MAHKEMESİ : Pınarhisar Sulh Hukuk Mahkemesi
TARİHİ : 12/12/2013
NUMARASI : 2012/224-2013/352

Davacı vekili tarafından, davalılar aleyhine 04.10.2012 gününde verilen dilekçe ile ortaklığın giderilmesi istenmesi üzerine yapılan duruşma sonunda; davanın kabulüne dair verilen 12.12.2013 günlü hükmün Yargıtayca incelenmesi davalı B.. Y.. tarafından istenilmekle süresinde olduğu anlaşılan temyiz dilekçesinin kabulüne karar verildikten sonra dosya ve içerisindeki bütün evrak incelenerek gereği düşünüldü:

K A R A R
Dava, borçlu ortağın borcundan dolayı İcra İflas Kanununun 121. maddesi uyarınca alınan yetki belgesine göre ortaklığın satış suretiyle giderilmesi istemine ilişkindir.
Mahkemece davanın kabulüne, satış suretiyle paydaşlığın giderilmesine karar verilmiştir.
Hükmü, davalı borçlu ve mirasçı B.. Y.. vekili temyiz etmiştir.
Borçlu ortağın alacaklısı İcra Hakimliğinden İcra İflas Kanununun 121. maddesine göre alacağı yetki belgesine dayanarak borçlunun ortağı olduğu taşınmaz için ortaklığın giderilmesi davası açabilir.

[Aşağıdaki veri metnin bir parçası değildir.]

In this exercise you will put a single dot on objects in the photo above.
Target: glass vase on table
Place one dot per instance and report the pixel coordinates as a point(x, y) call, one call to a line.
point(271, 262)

Bunun için icra hakiminden yetki belgesi alması zorunludur. İcra hakiminden yetki belgesi almadan doğrudan doğruya veya yetkisi olmayan İcra Müdürünün verdiği yetki belgesine dayanılarak dava açılması halinde dava hemen reddedilmeyip, icra hakiminden yetki belgesi almak üzere önel verilmelidir.
Bu şekilde açılacak davada borçlu ortak dahil tüm ortakların davaya dahil edilmeleri zorunludur.
Borçlu ortağın alacaklısı tarafından açılan davada birden fazla taşınmaz dava konusu edilmiş ise icra takibine konu borç miktarına göre dava tarihi itibariyle taşınmazlardan borçlu ortağın payına düşecek değerin tespit edilerek borca yetecek miktarda taşınmazın ortaklığının giderilmesine karar verilmesi, fazlaya ilişkin istemin reddedilmesi gerekir.
Somut olaya gelince; mahkemece yukarıda açıklandığı şekilde, en son borç miktarının belirlenmesi ve borçlu hissesi de nazara alınarak borca yeter miktarda taşınmazın satışına karar verilmesi ile yetinilmesi gerekirken, taşınmazların tamamının satışı suretiyle paydaşlığın giderilmesine karar verilmesi,
Ayrıca; 6100 sayılı HMK’nın 297/2. maddesi gereğince; hüküm sonucunda dava konusu parsellerin numaraları yazılmadan sadece “davanın kabulüne, dava konusu taşınmazların satış suretiyle ortaklığın giderilmesine” şeklinde infazda tereddüt yaratacak şekilde, hüküm kurulması da doğru görülmemiş, belirtilen nedenlerle kararın bozulması gerekmiştir.
SONUÇ: Yukarıda açıklanan nedenlerle davalı B.. Y.. vekilinin temyiz itirazlarının kabulü ile hükmün BOZULMASINA, istek halinde peşin alınan temyiz harcının temyiz edene iadesine, 22.12.2014 tarihinde oybirliğiyle karar verildi.